Actually if the transom is flat and not made of any really exotic materials you could just risk it, it would be a cooler project, it wouldn't be any harder to get the parts, or if the mood struck you make them... I have seen boats with an outboard style assembly that goes through the bottom spine, for deeper water, they handle nicely, because the thrust is a bit further forward you can turn in your own length...
skunkbait (author)  killerjackalope9 years ago
Transom's flat and made of aluminum. I could patch any unwanted holes pretty easily. I could run it a foot out the back so it sat down in the water. A rudder for directional control wold work once I was up to speed. I also have a trolling motor I could steer with, even if the main prop is fixed.

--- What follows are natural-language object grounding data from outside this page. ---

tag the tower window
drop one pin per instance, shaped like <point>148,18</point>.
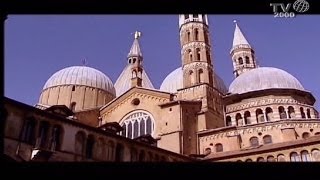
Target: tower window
<point>247,60</point>
<point>196,34</point>
<point>240,60</point>
<point>198,54</point>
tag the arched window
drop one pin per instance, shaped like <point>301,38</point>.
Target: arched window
<point>260,159</point>
<point>138,123</point>
<point>281,158</point>
<point>196,34</point>
<point>219,147</point>
<point>305,156</point>
<point>73,106</point>
<point>267,139</point>
<point>260,116</point>
<point>201,76</point>
<point>198,54</point>
<point>119,153</point>
<point>56,138</point>
<point>294,157</point>
<point>142,156</point>
<point>80,143</point>
<point>270,159</point>
<point>43,134</point>
<point>254,142</point>
<point>247,60</point>
<point>308,113</point>
<point>269,114</point>
<point>305,135</point>
<point>247,117</point>
<point>240,60</point>
<point>282,113</point>
<point>28,132</point>
<point>89,146</point>
<point>291,112</point>
<point>303,115</point>
<point>239,119</point>
<point>228,121</point>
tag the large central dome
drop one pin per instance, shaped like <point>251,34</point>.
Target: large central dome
<point>81,75</point>
<point>174,81</point>
<point>264,78</point>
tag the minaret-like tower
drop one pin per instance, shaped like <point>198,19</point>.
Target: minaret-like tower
<point>195,50</point>
<point>242,54</point>
<point>198,71</point>
<point>135,61</point>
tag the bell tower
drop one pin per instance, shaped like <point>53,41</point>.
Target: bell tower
<point>199,81</point>
<point>242,53</point>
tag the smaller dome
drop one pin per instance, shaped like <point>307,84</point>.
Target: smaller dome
<point>264,78</point>
<point>81,75</point>
<point>174,81</point>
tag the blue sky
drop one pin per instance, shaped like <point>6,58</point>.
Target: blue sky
<point>36,46</point>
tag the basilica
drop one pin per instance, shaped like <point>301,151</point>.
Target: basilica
<point>265,115</point>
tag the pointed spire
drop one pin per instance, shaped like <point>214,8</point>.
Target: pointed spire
<point>135,48</point>
<point>238,38</point>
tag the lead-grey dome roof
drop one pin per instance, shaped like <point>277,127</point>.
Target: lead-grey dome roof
<point>174,81</point>
<point>81,75</point>
<point>264,78</point>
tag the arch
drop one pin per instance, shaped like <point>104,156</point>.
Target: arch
<point>294,157</point>
<point>29,131</point>
<point>201,76</point>
<point>198,53</point>
<point>281,158</point>
<point>89,146</point>
<point>305,156</point>
<point>315,154</point>
<point>239,119</point>
<point>42,138</point>
<point>303,115</point>
<point>308,113</point>
<point>269,114</point>
<point>56,137</point>
<point>260,159</point>
<point>247,117</point>
<point>240,60</point>
<point>80,141</point>
<point>254,141</point>
<point>219,147</point>
<point>196,34</point>
<point>228,121</point>
<point>138,123</point>
<point>142,156</point>
<point>247,59</point>
<point>282,112</point>
<point>119,156</point>
<point>134,155</point>
<point>305,135</point>
<point>270,159</point>
<point>73,106</point>
<point>259,116</point>
<point>291,112</point>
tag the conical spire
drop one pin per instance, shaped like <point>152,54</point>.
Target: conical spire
<point>135,48</point>
<point>238,37</point>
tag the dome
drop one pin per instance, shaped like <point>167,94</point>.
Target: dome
<point>264,78</point>
<point>174,81</point>
<point>80,75</point>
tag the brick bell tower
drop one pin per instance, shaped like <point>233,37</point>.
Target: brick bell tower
<point>199,81</point>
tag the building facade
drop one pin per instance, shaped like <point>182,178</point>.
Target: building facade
<point>264,115</point>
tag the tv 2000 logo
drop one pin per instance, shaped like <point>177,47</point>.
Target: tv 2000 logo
<point>299,6</point>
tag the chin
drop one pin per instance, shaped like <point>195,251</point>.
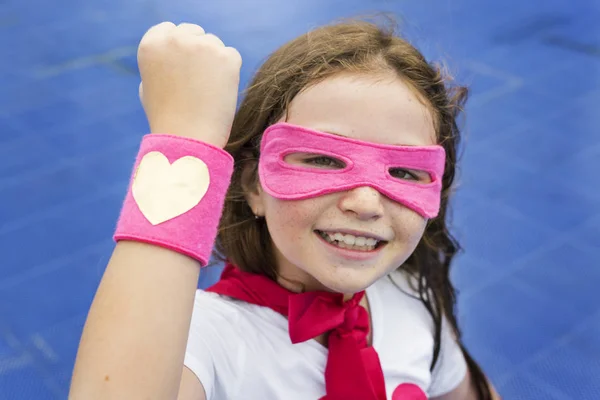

. IIRC, most inboard designs go through the hull, not the transom. I/O's go through the transom to a "lower unit." . If you go through the transom with a straight shaft, it seems to me that you will have to put the prop so far behind the boat (to get it in the water) that you will introduce all sorts of steering and stability problems (you'll have a lot of leverage). You will also need to mount the engine at an angle, which may (or may not) present a lubrication problem. . But if you can weld Al, then none of that should be a big problem to fab or repair.
skunkbait (author)  NachoMahma9 years ago
I'll look into that. I gues mine would be more I/O. It just seems like, once it was done properly, it sure would be nice to run the thing on a cheap, non-smelly, (reasonably) quiet engine that I can actually repair while sitting on the river-bank. I could even replace it with a brand new one for like $275. A LOT cheaper than a regular boat motor.
My dad made a fanboat out of a 250cc bike engine, from his still in use bike, he got a spare prop from a plane... Motorbike engines aren't half bad for the purpose, you keep the revs down a bit... Unless you have a tiny propeller...
skunkbait (author)  killerjackalope9 years ago
Hmmm, I do have a 185 Honda engine from an od trike. Starts everytime and runs well.
That'd have some more grunt to it and may well be more reliable, plus you could keep the gearbox, so if you felt the need you could get more speed... The other big plus would be having a self contained motor...
skunkbait (author)  killerjackalope9 years ago
I actually have a Jetski I could sacrifice if I decide to get serious! I thought about grafting it into the rear of a canoe.